Future wars will not be fought only by a group of men using manually operated guns, canons and weapons systems. Rather, the world is moving towards a dangerous state in which Artificial Intelligence-enabled, low-cost drones would be used to target adversary military targets. Finally, Indian policymakers seem to be realising this. In fact, the Indian Navy has signed a contract with Bharat Electronics Limited (BEL) for India’s first indigenous naval anti-drone system (NADS).
A Ministry of Defence statement disclosed, “The Indian Navy has signed a contract with Navratna Defence public sector undertaking BEL for the supply of the first indigenous comprehensive Naval Anti Drone System with both hard-kill and soft kill capabilities.”
The statement added that the NADS can instantly detect micro drones and uses a laser-based “kill mechanism” to neutralise the targets.
The Ministry of Defence also stated, “The DRDO’s RF/Global Navigation Satellite System (GNSS) detects the frequency which is being used by the controller and the signals are then jammed.”
In the context of military technology, “soft kill” means jamming the hostile drone, whereas “hard kill” means neutralising the enemy drone by using the laser-based “kill mechanism”.
The locally-made NADS has been developed by the Defence Research and Development Organisation (DRDO) and they will be manufactured by BEL. DRDO said, “The NADS can instantly detect and jam micro drones and use a laser-based kill mechanism to terminate targets. It will be an effective, all-encompassing counter to the increased drone threat to strategic naval installations.”
Yet, for India, the need of developing counter-drone technology isn’t restricted merely to protecting naval installations. Serious concerns regarding the use of drones by adversary forces came into the picture when suspected Pakistan-based terrorists used two drones to attack the Jammu Air Force station in June.
Some explosives were dropped at the Indian Air Force (IAF) base in Jammu, which triggered fears among national security planners regarding the use of unmanned aerial vehicles. After all, this was the first-ever use of drones to target an Indian defence property.
The deployment of anti-drone systems is also crucial in the context of the rampant militarization in Eastern Ladakh for more than a year now. China has been trying to develop a massive offensive drones industry.

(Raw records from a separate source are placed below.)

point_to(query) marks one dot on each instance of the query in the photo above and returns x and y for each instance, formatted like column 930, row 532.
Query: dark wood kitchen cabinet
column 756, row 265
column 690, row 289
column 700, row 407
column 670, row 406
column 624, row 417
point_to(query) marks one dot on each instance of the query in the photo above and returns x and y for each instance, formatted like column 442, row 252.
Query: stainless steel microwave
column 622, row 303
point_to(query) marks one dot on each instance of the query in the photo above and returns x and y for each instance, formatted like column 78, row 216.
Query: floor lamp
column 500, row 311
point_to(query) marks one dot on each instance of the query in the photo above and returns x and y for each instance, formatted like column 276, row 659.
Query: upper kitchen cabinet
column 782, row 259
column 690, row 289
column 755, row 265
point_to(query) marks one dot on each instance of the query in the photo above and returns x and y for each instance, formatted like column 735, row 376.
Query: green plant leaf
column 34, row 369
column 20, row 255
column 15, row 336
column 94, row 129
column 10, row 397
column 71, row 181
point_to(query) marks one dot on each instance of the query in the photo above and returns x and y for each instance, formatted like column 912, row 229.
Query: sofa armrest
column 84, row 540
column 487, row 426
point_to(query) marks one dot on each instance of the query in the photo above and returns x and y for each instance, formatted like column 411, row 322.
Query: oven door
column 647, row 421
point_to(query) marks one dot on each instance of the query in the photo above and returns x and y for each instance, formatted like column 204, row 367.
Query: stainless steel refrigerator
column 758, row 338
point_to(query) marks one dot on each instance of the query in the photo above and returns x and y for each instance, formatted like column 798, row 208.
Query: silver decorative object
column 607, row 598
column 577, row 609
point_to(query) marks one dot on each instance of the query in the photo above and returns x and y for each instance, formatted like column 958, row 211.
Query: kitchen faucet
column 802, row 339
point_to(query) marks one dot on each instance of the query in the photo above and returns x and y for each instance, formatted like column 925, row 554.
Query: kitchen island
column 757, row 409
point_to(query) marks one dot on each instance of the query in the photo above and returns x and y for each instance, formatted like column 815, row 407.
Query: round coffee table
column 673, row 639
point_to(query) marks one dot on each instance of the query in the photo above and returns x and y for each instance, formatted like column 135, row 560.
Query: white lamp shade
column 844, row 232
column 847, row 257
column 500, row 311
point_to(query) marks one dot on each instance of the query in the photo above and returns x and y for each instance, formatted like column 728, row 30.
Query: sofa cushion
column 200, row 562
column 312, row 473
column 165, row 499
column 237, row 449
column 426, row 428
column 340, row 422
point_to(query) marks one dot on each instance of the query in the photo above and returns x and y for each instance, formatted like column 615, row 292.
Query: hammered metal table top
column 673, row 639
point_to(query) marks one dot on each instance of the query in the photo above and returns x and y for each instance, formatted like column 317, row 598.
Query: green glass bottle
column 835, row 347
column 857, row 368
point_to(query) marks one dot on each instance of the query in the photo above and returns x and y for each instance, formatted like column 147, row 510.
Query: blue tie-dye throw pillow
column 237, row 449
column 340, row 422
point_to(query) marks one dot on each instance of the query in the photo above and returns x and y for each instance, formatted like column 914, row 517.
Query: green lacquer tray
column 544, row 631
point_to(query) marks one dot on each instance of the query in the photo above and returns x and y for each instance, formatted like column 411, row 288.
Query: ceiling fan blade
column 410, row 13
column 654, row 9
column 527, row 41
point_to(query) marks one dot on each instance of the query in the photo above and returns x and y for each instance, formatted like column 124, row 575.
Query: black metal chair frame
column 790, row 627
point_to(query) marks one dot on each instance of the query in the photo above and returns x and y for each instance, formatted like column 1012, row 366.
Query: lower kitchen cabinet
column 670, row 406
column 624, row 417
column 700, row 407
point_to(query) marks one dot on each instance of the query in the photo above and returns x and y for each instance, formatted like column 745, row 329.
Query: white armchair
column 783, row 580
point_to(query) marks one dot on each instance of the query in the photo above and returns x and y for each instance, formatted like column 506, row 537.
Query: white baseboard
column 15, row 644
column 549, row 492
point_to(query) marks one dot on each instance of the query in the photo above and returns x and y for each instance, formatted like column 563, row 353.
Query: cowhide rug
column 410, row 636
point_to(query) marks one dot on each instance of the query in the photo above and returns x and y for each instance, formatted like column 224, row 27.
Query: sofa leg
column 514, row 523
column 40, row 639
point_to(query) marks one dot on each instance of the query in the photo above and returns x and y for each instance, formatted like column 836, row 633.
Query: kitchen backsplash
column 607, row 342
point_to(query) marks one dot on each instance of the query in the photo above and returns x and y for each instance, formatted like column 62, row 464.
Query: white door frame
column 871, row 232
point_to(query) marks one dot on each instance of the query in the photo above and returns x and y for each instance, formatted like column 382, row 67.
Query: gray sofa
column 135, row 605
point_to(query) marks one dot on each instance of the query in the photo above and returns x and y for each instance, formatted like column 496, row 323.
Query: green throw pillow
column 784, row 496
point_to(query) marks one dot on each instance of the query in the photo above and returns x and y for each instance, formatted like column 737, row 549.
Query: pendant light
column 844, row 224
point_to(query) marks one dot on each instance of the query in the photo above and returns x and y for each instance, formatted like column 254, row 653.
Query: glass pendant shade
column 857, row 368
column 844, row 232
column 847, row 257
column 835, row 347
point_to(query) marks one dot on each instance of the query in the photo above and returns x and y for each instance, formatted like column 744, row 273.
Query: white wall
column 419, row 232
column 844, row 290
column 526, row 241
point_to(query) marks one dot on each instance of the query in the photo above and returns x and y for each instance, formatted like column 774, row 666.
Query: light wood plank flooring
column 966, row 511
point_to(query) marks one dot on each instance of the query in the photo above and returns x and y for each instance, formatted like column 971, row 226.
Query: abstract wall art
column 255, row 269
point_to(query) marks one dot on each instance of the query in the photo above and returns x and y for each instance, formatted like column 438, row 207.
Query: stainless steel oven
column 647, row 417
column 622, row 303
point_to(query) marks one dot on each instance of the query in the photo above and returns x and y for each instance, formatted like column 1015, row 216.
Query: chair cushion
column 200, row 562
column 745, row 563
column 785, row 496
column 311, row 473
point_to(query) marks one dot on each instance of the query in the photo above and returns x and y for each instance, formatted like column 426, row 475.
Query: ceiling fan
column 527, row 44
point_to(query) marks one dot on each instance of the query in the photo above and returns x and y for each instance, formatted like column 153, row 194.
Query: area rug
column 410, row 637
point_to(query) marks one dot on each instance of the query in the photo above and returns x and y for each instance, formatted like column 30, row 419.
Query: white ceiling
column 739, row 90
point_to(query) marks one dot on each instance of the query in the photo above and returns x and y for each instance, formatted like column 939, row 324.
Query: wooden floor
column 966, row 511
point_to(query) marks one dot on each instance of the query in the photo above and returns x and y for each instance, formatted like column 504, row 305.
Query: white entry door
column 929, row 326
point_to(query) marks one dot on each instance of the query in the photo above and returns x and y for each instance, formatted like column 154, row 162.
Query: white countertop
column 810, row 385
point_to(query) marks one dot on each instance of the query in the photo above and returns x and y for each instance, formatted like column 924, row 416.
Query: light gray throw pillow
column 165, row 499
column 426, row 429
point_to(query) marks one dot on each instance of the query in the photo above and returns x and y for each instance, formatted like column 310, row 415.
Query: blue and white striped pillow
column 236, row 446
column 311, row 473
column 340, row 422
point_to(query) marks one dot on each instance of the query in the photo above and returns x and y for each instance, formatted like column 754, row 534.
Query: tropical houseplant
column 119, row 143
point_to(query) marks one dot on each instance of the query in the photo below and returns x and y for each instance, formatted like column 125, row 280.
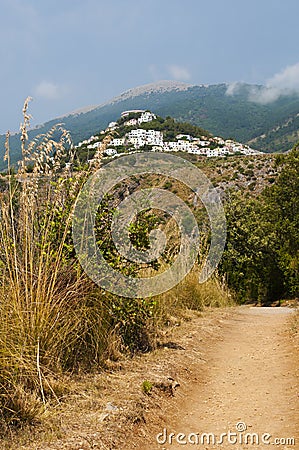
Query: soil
column 248, row 384
column 212, row 372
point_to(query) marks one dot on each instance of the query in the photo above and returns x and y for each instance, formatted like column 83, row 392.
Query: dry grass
column 55, row 322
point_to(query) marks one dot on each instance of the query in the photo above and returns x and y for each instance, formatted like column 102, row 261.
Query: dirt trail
column 250, row 379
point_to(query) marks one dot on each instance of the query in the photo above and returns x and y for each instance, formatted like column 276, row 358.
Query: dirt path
column 250, row 381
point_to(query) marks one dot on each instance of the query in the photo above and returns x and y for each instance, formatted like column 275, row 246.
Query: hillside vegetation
column 57, row 323
column 270, row 128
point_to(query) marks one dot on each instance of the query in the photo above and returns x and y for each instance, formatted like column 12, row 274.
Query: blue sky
column 68, row 54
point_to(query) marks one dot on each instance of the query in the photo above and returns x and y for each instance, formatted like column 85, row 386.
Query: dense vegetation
column 55, row 322
column 261, row 261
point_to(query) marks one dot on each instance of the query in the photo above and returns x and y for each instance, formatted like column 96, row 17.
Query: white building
column 146, row 116
column 110, row 151
column 116, row 142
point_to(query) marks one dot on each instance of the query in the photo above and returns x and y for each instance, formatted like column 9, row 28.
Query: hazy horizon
column 68, row 54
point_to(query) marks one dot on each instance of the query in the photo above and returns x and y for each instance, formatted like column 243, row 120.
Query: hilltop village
column 133, row 133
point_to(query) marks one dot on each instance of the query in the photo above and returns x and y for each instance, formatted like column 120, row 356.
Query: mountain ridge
column 272, row 127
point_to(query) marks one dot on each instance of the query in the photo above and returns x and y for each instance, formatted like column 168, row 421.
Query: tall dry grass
column 53, row 318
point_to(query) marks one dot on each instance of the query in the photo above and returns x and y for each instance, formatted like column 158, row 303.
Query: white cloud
column 283, row 83
column 179, row 72
column 49, row 90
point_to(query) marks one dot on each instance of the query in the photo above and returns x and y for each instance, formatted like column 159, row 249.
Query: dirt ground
column 231, row 372
column 249, row 386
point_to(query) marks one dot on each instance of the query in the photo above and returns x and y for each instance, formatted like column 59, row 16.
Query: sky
column 68, row 54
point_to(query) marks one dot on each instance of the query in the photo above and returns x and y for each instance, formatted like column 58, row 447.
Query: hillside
column 269, row 127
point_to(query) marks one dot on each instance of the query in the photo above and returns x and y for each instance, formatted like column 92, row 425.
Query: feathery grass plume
column 51, row 318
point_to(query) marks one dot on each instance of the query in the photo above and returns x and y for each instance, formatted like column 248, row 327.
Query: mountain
column 230, row 113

Therefore, it is imperative for India to develop and deploy anti-drone systems at the possible conflict points at the Line of Actual Control (LAC)- the de facto Indo-Tibet (China administered) border.

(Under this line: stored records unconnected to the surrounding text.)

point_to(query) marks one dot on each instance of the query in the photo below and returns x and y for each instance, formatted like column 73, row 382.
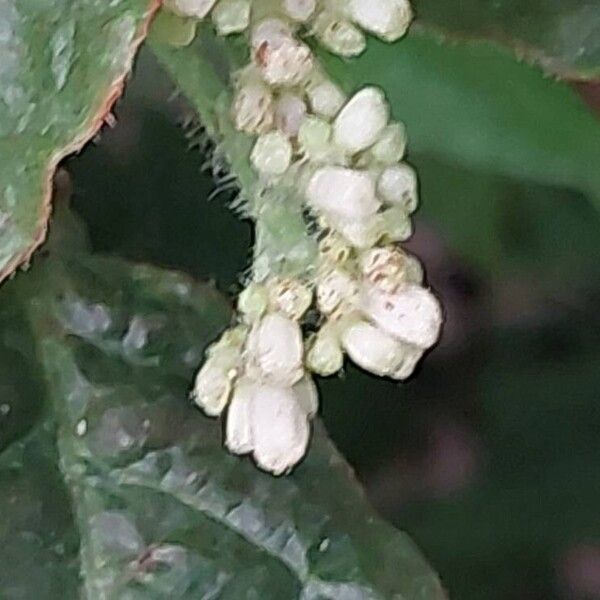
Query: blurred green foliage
column 522, row 384
column 488, row 457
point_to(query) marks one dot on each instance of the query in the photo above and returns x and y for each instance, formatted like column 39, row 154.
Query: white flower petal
column 344, row 193
column 411, row 314
column 325, row 356
column 238, row 432
column 231, row 16
column 275, row 350
column 307, row 395
column 280, row 429
column 389, row 19
column 398, row 185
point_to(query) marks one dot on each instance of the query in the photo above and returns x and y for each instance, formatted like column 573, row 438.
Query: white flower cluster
column 344, row 155
column 257, row 370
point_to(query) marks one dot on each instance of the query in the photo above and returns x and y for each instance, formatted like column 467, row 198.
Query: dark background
column 490, row 455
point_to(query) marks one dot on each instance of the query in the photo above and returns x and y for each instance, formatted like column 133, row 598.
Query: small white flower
column 280, row 429
column 389, row 19
column 279, row 56
column 325, row 356
column 371, row 348
column 253, row 109
column 334, row 248
column 253, row 301
column 314, row 138
column 197, row 9
column 272, row 154
column 274, row 351
column 398, row 185
column 238, row 433
column 289, row 296
column 270, row 31
column 212, row 386
column 231, row 16
column 339, row 35
column 299, row 10
column 361, row 121
column 290, row 111
column 383, row 268
column 397, row 224
column 379, row 353
column 345, row 193
column 325, row 98
column 391, row 145
column 411, row 313
column 336, row 288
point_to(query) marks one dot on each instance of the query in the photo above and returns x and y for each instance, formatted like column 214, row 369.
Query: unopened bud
column 388, row 19
column 272, row 154
column 325, row 98
column 340, row 36
column 274, row 351
column 197, row 9
column 289, row 296
column 290, row 111
column 299, row 10
column 362, row 119
column 411, row 314
column 253, row 110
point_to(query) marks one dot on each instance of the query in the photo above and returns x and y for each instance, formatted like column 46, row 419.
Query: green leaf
column 202, row 70
column 563, row 36
column 473, row 105
column 162, row 510
column 63, row 65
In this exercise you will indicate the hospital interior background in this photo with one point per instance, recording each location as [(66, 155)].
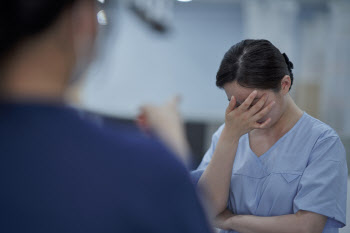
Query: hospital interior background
[(150, 50)]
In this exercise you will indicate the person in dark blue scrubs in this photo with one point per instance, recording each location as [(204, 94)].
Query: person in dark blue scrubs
[(60, 172)]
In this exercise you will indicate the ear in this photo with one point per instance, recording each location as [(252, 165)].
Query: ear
[(285, 84)]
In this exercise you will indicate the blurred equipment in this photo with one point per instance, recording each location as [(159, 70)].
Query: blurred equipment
[(158, 14)]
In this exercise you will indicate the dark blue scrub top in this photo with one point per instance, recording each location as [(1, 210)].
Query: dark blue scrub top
[(62, 173)]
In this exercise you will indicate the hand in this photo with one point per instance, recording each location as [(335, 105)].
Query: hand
[(166, 123), (241, 120), (223, 220)]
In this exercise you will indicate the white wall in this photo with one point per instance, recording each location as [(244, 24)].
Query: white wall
[(143, 66)]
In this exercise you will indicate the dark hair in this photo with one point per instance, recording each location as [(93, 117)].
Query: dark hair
[(254, 64), (21, 19)]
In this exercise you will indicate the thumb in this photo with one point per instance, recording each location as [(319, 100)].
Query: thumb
[(231, 105)]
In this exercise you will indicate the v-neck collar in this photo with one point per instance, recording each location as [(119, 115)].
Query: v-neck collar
[(278, 141)]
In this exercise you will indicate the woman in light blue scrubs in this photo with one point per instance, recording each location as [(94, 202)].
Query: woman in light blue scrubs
[(271, 167)]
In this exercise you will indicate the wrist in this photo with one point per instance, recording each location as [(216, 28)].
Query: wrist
[(230, 134)]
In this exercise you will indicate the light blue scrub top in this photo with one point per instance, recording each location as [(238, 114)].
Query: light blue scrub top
[(304, 170)]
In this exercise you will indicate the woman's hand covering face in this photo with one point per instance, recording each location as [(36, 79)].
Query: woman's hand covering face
[(244, 118)]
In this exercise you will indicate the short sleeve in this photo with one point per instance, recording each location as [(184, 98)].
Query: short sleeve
[(196, 174), (323, 185)]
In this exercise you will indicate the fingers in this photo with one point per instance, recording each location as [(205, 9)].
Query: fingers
[(246, 104), (231, 105), (257, 107), (262, 125), (263, 112)]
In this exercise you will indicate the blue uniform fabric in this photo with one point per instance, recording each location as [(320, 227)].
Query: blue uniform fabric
[(61, 173), (306, 169)]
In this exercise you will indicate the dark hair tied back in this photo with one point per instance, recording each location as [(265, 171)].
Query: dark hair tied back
[(289, 63), (254, 64)]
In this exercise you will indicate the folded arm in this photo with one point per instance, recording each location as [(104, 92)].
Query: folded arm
[(301, 222)]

NADS itself can be used outside the naval sphere too. It was deployed for VVIP protection duties during the Republic Day 2020, Trump-Modi roadshow in Ahmedabad last year, Republic Day 2021 and also during Prime Minister’s Independence Day speech last month.
In fact, the Ministry of Defence statement has also revealed that BEL will sign similar contracts with the Indian Army and the Indian Air Force (IAF) for the supply of anti-drone systems.
India is looking to make a big leap in its counter-drone manufacturing sector. Both mobile and static versions of the NADS will be supplied to the Indian Navy shortly. Also, the DRDO is ready to transfer technology to private companies for speeding up the manufacturing of anti-drone systems.